The walk back to town wasn't truly all that long, even though they had both set out in the evening they could probably make it to the town before night-fall. Then Hallen would use some of the reward money that he would obtain to sleep in an inn for the night, and then be on his way. It would all be simple, low-risk, and high reward: the best type of plan.

How the noble had even been caught was beyond Hallen's understanding. Most noblemen rode horses, and chances were that Mordecai had been riding his when he had been mugged. The only way that could have been accomplished was if the thieves were on horseback, which seemed unlikely. Only the richest of the rich could afford horses, and the chances that there were unknown thieves rich enough to buy the valuable commodity were slim. Was it a roving band then? A group that travelled from town to town, generally to avoid angered lords and peasantry after successful heists?

Hallen supposed it was possible, but it still seemed unlikely. Mordecai really didn't have much about him that made him look rich - besides the horse he had been riding. For an average person, that would have been enough to prompt the theft. For the truly rich, however, there would have been more enticing targets. None of the events that he had encountered made sense - and that made Hallen nervous.

Logic always prevails. If things don't make sense, it means there's something you don't know about, and not knowing about things was probably the number one way to die in Rhal.

The town's gates were luckily still open when the duo arrived; the journey had taken longer than Hallen anticipated and it was nearing complete darkness - when the town's gates would be shut for the safety of the citizens inside. The gates were actually shut for the noblemen inside the town, but it made all of the townspeople feel a little better about their lives and put up with a bit more abuse if they thought that the walls were actually made to protect them. Besides - the walls were yet another excuse to tax the merchants who came. The more protected the city, Lord Dule claimed, the more you should have to pay to sell your wares in it. Hallen scoffed at this reasoning - the only thing you had to fear in this city would be the criminal element hired by Lord Dule himself to rob the richest traders, and larger walls weren't going to save you from that.

The guards knew Hallen by face and were quick enough to realize that the man behind him was noble. One of them nodded apologetically at him, apparently thinking that Hallen had been caught for some crime and was off to receive punishment. Hallen was deeply insulted - not at the thought that he committed a crime, but the thought that he had been caught doing it! He was smarter than that, as Guardsman Oros should very well know. Unless he hadn't deduced who had stolen his purse twice - it was probably best not to bring that up in a conversation.

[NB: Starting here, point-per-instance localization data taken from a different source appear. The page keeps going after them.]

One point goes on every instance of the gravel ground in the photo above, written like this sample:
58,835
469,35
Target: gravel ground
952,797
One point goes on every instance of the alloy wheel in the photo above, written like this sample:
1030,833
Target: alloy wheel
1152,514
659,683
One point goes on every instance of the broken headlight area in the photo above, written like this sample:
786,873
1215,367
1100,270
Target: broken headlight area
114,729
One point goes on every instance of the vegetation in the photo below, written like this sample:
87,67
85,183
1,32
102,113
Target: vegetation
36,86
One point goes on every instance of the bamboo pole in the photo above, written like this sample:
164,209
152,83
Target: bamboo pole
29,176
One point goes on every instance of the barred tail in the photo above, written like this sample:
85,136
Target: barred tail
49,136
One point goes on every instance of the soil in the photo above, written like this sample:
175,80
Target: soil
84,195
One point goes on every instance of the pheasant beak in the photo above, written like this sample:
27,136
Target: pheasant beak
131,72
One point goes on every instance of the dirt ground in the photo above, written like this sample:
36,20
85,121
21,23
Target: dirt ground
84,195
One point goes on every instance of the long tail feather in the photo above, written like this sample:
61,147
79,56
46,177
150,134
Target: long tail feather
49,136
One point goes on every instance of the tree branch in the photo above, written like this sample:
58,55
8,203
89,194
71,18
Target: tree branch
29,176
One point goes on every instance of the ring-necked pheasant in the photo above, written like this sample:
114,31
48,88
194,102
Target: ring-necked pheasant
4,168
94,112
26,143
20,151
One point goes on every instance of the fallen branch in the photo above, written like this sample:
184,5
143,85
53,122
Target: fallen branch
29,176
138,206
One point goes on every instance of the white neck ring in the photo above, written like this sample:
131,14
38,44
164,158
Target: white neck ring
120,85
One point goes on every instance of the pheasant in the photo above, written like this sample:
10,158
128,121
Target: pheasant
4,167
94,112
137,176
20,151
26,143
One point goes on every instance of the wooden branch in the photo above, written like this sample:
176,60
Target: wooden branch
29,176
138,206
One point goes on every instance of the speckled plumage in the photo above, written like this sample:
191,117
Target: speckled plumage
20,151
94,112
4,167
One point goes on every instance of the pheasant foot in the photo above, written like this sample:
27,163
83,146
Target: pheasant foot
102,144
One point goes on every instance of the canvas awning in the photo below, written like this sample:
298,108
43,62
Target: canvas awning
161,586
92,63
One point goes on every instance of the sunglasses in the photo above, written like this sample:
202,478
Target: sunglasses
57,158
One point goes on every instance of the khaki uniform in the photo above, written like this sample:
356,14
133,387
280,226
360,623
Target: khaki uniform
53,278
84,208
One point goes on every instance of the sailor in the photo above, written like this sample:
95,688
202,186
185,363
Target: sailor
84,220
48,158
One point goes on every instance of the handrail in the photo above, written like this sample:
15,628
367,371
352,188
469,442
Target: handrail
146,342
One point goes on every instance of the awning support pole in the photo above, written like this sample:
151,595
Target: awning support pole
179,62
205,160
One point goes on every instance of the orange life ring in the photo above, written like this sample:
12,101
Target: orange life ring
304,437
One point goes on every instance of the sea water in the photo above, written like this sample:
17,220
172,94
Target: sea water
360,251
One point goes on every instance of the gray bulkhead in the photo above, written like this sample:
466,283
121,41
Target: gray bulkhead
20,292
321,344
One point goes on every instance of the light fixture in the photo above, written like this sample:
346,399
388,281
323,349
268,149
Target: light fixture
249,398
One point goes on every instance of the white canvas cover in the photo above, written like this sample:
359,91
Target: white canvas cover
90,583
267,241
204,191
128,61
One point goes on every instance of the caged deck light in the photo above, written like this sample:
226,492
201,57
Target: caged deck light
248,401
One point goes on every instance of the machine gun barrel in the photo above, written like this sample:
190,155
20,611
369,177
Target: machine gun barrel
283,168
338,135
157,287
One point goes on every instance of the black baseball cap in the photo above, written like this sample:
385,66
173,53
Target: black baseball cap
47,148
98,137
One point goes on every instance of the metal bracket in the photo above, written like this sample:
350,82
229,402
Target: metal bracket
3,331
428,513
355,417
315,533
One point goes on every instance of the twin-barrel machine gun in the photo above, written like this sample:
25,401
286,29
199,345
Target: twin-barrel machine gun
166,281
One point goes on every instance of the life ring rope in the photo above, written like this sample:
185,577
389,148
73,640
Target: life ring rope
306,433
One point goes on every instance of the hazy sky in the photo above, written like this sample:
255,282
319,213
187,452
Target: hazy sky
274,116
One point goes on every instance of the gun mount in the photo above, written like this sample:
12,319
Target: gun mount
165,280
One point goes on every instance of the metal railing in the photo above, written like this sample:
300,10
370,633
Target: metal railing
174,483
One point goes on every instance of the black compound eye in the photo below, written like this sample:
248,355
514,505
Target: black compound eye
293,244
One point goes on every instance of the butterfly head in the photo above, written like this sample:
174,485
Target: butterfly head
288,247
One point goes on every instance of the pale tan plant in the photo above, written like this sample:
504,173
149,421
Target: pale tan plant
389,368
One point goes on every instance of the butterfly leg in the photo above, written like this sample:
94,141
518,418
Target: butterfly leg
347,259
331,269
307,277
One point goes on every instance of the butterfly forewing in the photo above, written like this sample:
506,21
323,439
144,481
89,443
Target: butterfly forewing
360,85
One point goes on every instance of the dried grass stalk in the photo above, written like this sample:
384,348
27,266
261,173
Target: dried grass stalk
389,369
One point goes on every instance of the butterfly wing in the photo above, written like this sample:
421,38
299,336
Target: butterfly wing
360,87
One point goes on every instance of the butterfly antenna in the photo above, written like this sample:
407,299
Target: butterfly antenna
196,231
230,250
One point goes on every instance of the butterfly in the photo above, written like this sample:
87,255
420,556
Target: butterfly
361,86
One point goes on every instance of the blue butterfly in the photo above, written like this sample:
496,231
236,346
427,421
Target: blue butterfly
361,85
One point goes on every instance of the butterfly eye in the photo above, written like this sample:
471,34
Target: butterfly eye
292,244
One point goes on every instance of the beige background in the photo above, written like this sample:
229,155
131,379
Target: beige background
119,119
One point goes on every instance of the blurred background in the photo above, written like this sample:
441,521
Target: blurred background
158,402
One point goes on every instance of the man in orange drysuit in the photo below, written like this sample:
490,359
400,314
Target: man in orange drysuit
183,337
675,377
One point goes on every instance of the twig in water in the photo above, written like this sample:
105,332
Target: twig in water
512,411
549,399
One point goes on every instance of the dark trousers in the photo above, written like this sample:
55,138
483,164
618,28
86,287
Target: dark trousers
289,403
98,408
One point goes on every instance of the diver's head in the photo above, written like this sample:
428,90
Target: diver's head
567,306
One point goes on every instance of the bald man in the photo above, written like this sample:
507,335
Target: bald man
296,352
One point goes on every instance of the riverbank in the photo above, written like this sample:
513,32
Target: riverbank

 The town was fairly empty, with most of the townspeople inside to avoid any unsavory characters that came out in the night. This was generally a good practice, one that Hallen was disregarding and thus putting himself at risk. But even some reward that the Dule family believed was a pittance would be worth all of the trouble that he had put himself through to get Mordecai back to the mansion. Why the man had even tried leaving in the first place was a mystery to Hallen - but, he supposed, the idiots of the world didn't really need reasons for what they did, did they? The inability to think ahead or reason properly was part of the definition of the word.